David Jablonski

Behind the scenes at OHWW Festival

This November saw the first Open House Worldwide Festival, a digital and global event on architecture, urban design and the future of cities. In addition to on-demand content, the free-to-access festival also included a 48-hour livestream, with more than 120 live speakers and content from more than 40 cities around the world. Let’s dive into the technology that made this event happen.

Open House organisations on five continents met virtually in spring of 2020 and started working on an international Open House festival, the first of its kind. Working groups included content, communication, finances and technology. As the technical coordinator of the OHWW festival, I was responsible for the smooth delivery of the festival to a global audience.

Thanks to the work of an incredibly dedicated, international content team, the livestream programme was curated in the summer of 2020. In October, we started work on the tech runsheet for the event, created in Notion, which included a minute-by-minute schedule for the 48 hours, as well as emergency contacts and technical specifications.

Of course, delivering a 48-hour livestream is impossible to do on your own. We had two tech hubs, one in Brisbane and one in Vienna, that handled the live-streaming during the weekend as well as a wonderful team working behind the scenes on various aspects of the production. As the live director in the Vienna tech hub, I was responsible for 32 hours of streamed content.
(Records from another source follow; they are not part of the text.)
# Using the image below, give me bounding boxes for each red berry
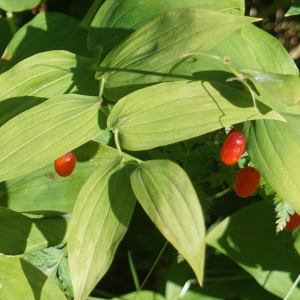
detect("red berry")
[225,128,239,140]
[54,152,76,177]
[220,131,246,165]
[234,167,260,198]
[284,213,300,231]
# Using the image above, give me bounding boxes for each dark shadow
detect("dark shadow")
[20,258,48,300]
[107,163,137,227]
[0,181,8,208]
[0,96,47,127]
[73,140,100,162]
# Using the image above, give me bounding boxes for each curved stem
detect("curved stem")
[284,274,300,300]
[99,76,105,99]
[81,0,104,28]
[113,128,123,157]
[6,12,18,36]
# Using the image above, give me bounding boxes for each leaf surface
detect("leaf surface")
[206,201,300,299]
[1,12,93,72]
[98,8,258,100]
[0,207,69,255]
[0,255,66,299]
[130,160,206,285]
[245,115,300,215]
[88,0,245,54]
[0,0,41,11]
[107,81,284,151]
[69,157,137,300]
[0,94,104,182]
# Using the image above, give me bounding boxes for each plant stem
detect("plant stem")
[284,274,300,300]
[114,128,123,157]
[132,241,169,300]
[6,12,18,36]
[99,76,105,99]
[81,0,104,28]
[128,251,140,290]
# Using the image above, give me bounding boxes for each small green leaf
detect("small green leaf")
[0,0,41,11]
[88,0,245,55]
[0,94,104,182]
[0,207,69,255]
[130,160,206,285]
[0,254,66,299]
[245,116,300,215]
[206,201,300,299]
[24,244,73,297]
[69,157,137,300]
[239,68,300,107]
[107,81,284,151]
[1,12,93,71]
[98,8,259,100]
[285,0,300,16]
[112,290,165,300]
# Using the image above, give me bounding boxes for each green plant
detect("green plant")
[0,0,300,299]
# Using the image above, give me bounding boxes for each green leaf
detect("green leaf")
[0,16,12,57]
[88,0,245,55]
[98,8,259,100]
[0,94,104,182]
[0,254,66,299]
[206,201,300,299]
[0,0,41,11]
[274,196,294,233]
[0,207,69,255]
[0,143,122,214]
[285,0,300,16]
[0,50,97,102]
[1,12,93,72]
[69,157,137,300]
[112,290,165,300]
[107,80,284,151]
[130,160,206,285]
[239,68,300,107]
[245,116,300,215]
[24,244,73,297]
[172,23,298,85]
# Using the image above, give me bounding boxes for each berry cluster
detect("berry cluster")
[220,128,260,198]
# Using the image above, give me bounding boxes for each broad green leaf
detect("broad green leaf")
[245,115,300,215]
[88,0,245,55]
[285,0,300,16]
[206,201,300,299]
[112,290,165,300]
[171,23,298,85]
[98,8,259,100]
[0,143,121,214]
[0,94,104,182]
[107,81,284,151]
[0,50,97,102]
[239,68,300,107]
[24,244,73,297]
[0,207,69,255]
[0,254,66,299]
[130,160,206,285]
[69,157,137,300]
[0,0,41,11]
[1,12,93,72]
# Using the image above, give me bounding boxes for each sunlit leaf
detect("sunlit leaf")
[0,0,41,11]
[245,115,300,215]
[1,12,93,72]
[88,0,245,55]
[285,0,300,16]
[130,160,206,285]
[107,81,284,151]
[98,8,258,100]
[69,157,137,300]
[0,207,69,255]
[0,255,66,299]
[0,94,104,182]
[206,201,300,299]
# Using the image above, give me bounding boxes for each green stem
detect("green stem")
[81,0,104,28]
[128,251,140,290]
[99,76,105,99]
[284,274,300,300]
[132,241,169,300]
[114,128,123,157]
[6,12,18,36]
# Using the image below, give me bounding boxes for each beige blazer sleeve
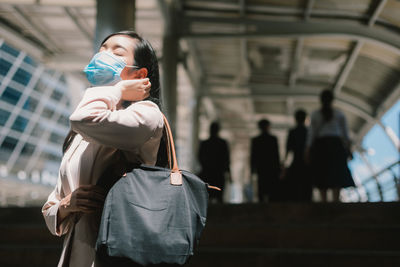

Our software of choice for the livestream was vMix, which handled up to eight live video links through vMix Call and additional ones via Zoom, playback of pre-recorded content and delivery of custom graphics, including lower thirds and interstitials, which were based on the visual identity created by V-A in Lisbon. The livestream was distributed via YouTube, which was integral to ensuring a smooth streaming experience for the global audience, including interactive formats via our live chat and social media.

Especially challenging formats included a hybrid in-person and virtual discussion that included four speakers in Zurich and one remote speaker in Vienna, as well as live building tours using mobile phones and very quick changeovers from one live setup to the next in the span of minutes.

More than 40.000 visitors tuned into the livestream, with up to 600 simultaneous viewers during London’s city tour. More than 3.500 live chat messages, 8.700 watch time hours and 1.800 newsletter subscribers during the weekend show that we successfully engaged a worldwide audience. We delivered 75 live video links through vMix Call and an additional 50 through Zoom.

Working on this festival as part of an international team has been a real joy. I felt like I was traveling around the globe while sitting in my living room, which had become the impromptu live control room during the second lockdown in Vienna. A huge thank you to the international team that made this event happen – and our audience around the world.